I think Brexit is a bad idea but this is entirely correct. May wanted 2017 to be a Brexit election but it wasn't because Labour accepted the referendum. 2019 was a Brexit election.
 
Yes, let's respect a wafer thin result in a non-binding vote, even though it was founded on demonstrable lies and illegal campaigning methods.

And if the country happens to crash into a wall, well that's that I suppose. It was a ridiculous position to hold. But as I say, he's an idiot.

You know I agree how fucking stupid Brexit is, but i don't agree that you can just write off a national referendum, much as i wish we simply could, it's impossible for any government to do that and look the public right in the eye again.
 
I'm taking from the wording that you, the Corbyn faithful had to deduce that (unless Templeton does has ESP ?) the rest of the populous never knew his stance.

I'm struggling to deduce that to be honest Paul? :)
 
I'm taking from the wording that you, the Corbyn faithful had to deduce that (unless Templeton does has ESP ?) the rest of the populous never knew his stance.

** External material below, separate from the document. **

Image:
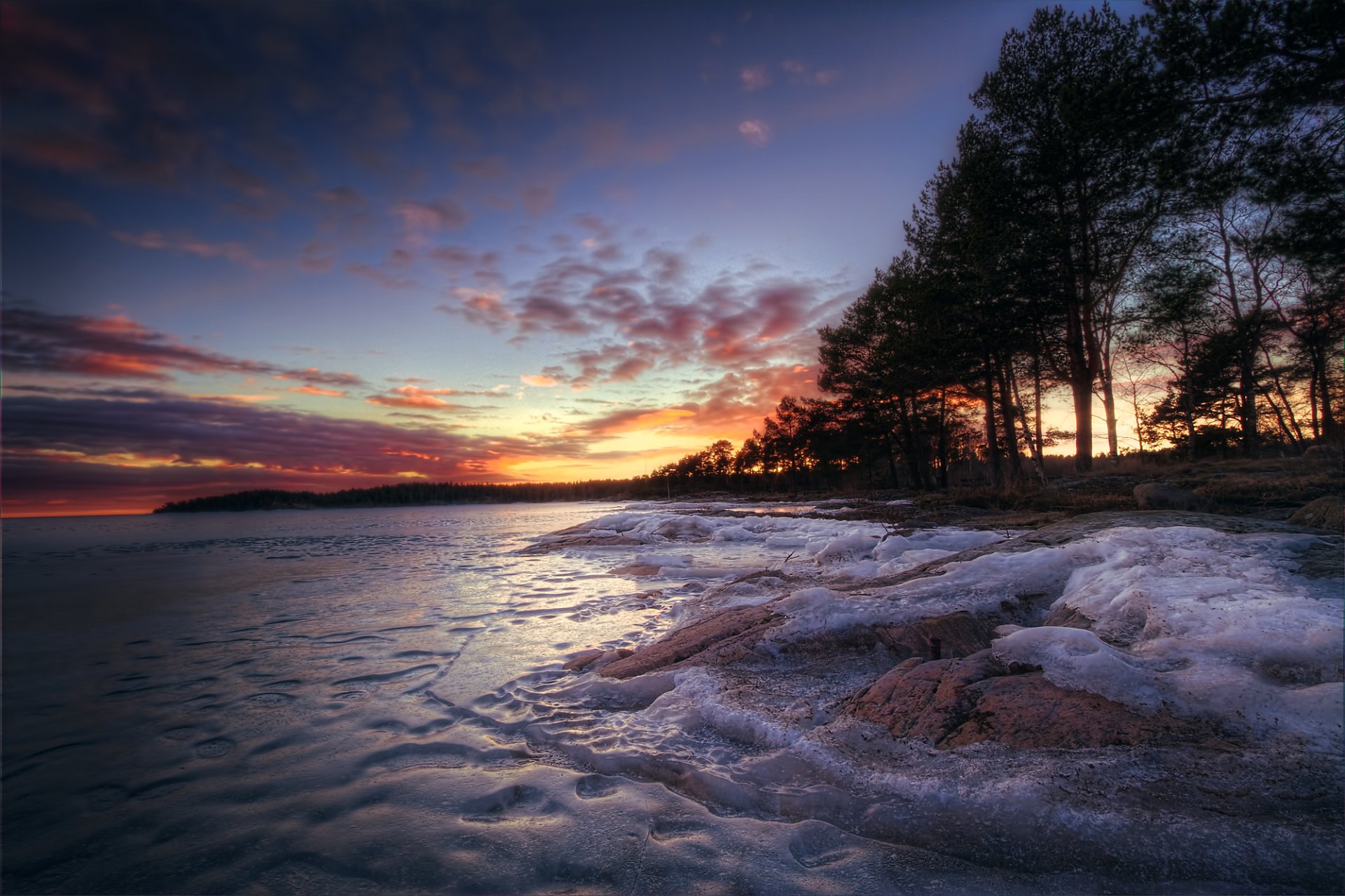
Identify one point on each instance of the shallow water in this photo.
(373, 701)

Well the official position was remain but reform which translated for some into raving arch brexiteer.
 
The thing is the Tories don't have this, do they? You don't hear "you're not a pure enough Tory, fuck off, we don't want you" if one of them says they'd quite like to spend a bit more on the NHS. Probably because you hand in all morals and humanity at the door when you support them, but still.

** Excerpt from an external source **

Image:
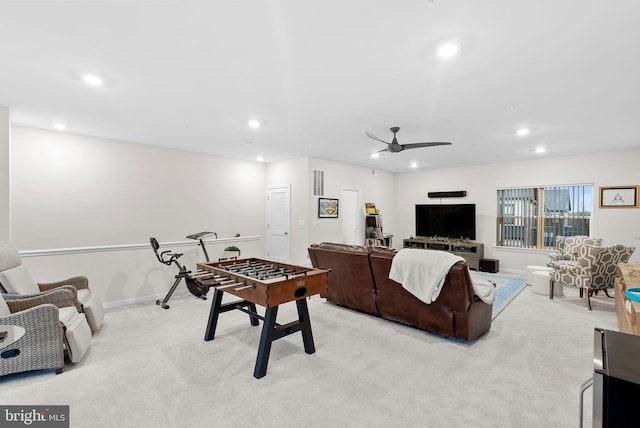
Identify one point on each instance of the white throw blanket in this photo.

But Labour can't help fighting each other. I personally don't take kindly to the utter fucking shit that Maxine Peake was spewing out last week and then a Shadow Cabinet minister endorses it (she hasn't actually backtracked from that bit either, the frond Man Met prick).
 
The left have always had that problem. Its why Monty Python didnt focus on the Right when they did the Peoples Front of Judea.

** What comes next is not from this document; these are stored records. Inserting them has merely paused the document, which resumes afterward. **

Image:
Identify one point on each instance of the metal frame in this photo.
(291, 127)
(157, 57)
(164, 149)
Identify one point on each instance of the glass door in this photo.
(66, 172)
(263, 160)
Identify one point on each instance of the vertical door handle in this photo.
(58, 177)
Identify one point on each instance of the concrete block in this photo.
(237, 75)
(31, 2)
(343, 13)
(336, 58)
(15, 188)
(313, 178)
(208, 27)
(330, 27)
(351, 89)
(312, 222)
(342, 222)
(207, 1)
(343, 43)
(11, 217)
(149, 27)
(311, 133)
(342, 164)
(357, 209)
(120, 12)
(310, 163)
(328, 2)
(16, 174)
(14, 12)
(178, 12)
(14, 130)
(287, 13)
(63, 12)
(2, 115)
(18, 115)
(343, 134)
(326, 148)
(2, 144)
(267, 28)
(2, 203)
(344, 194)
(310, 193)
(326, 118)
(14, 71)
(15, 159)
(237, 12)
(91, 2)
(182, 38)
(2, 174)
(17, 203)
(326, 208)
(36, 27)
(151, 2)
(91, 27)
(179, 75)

For a group that sets so much store in solidarity and call each other fucking Comrade they seem incredibly fucking eager to turn on any that steps out side of narrowly defined orthodoxies.
 
The thing is the Tories don't have this, do they? You don't hear "you're not a pure enough Tory, fuck off, we don't want you" if one of them says they'd quite like to spend a bit more on the NHS. Probably because you hand in all morals and humanity at the door when you support them, but still.

But Labour can't help fighting each other. I personally don't take kindly to the utter fucking shit that Maxine Peake was spewing out last week and then a Shadow Cabinet minister endorses it (she hasn't actually backtracked from that bit either, the frond Man Met prick).

That's cos the Tories are concerned solely with the acquisition of power and will say what's required to get it. They absorbed the NF vote in the early 80s by shifting right and they've absorbed the UKIP vote now. Any Tories who aren't comfortable are simply jettisoned.

Labour is where everyone who dislikes the Tories but wants a shot at winning elections has to go. So they're accommodating a wider spectrum of views. They're also about implementing a vision rather than just gaining power so they'll be things they're not prepared to compromise on.
 
Do you believe what Maxine Peake said was helpful? And that RLB should have called her an "absolute diamond" while directly quoting it?

Because I don't like people like that, but I would quite like to vote Labour again one day.
 
Do you believe what Maxine Peake said was helpful? And that RLB should have called her an "absolute diamond" while directly quoting it?

Because I don't like people like that, but I would quite like to vote Labour again one day.

No. I wouldn't vote Labour unconditionally which is what she seems to be suggesting. I voted LD in 5 and 10 so I'm in no position to judge.

Equally though, Starmer has to manage all the factions in the party. Sacking RLB and keeping Reeves isn't a smart move.
 
I'm not interested in whataboutery.

Specifically RLB was an idiot for retweeting that without reading it properly, then she was a moron for not deleting it and apologising, and Peake is a wanker and I want nothing to do with people who hold those kind of views.
 
If Starmer wants to get elected the best thing he could do is actually expel Momentum.